The Sudbury Neutrino Observatory (SNO) detector is a heavy-water Cherenkov detector designed to detect neutrinos produced by fusion reactions in the Sun. It consists of 1000 tons of heavy water contained in a 12-meter diameter acrylic vessel. In order to reduce cosmic-ray-induced backgrounds, the detector is located 6800 feet underground, in a working nickel mine near Sudbury, Ontario, Canada. SNO has recently stopped data acquisition (November 2006), having successfully solved the solar neutrino problem.
After the heavy water has been removed, the acrylic vessel will be filled with liquid scintillator for the SNO+ experiment. Transforming SNO into a liquid scintillator detector will boost the light yield by more than a factor of 50 and protons will replace deuterons as the principal neutrino target. SNO+ will preserve the excellent supernova neutrino sensitivity via charged-current and neutral-current reactions on both protons and carbon. Additionally, a liquid scintillator could serve as the medium in which a competitive, next-generation neutrinoless double beta decay search (SNO++) could be carried out.

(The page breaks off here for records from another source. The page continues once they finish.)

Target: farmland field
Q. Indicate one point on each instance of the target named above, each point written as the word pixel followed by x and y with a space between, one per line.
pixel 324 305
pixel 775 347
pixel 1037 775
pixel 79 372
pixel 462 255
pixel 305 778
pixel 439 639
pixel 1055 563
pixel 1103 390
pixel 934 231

This proposal seeks funds for a group at ISU to conduct developmental studies to optimize calibration methods and low-level background monitoring for SNO+, to investigate methods of monitoring calibration source positions, and to explore the possibility of using 150Nd in the liquid scintillator to search for neutrinoless double beta decay (SNO++). Funds are also sought to provide for ISU's continued efforts as part of the SNO+ collaboration, specifically with the calibration group.
Broader Impact This proposal will provide opportunities for Idaho State University undergraduate and graduate students to participate in a world-class international collaboration in a truly unique setting. Methods developed such as improved background monitoring techniques may be useful for SNOLAB and future underground laboratories. Techniques explored during the 150Nd studies may also prove useful for future experiments, given the difficulty in acquiring such enriched isotopes.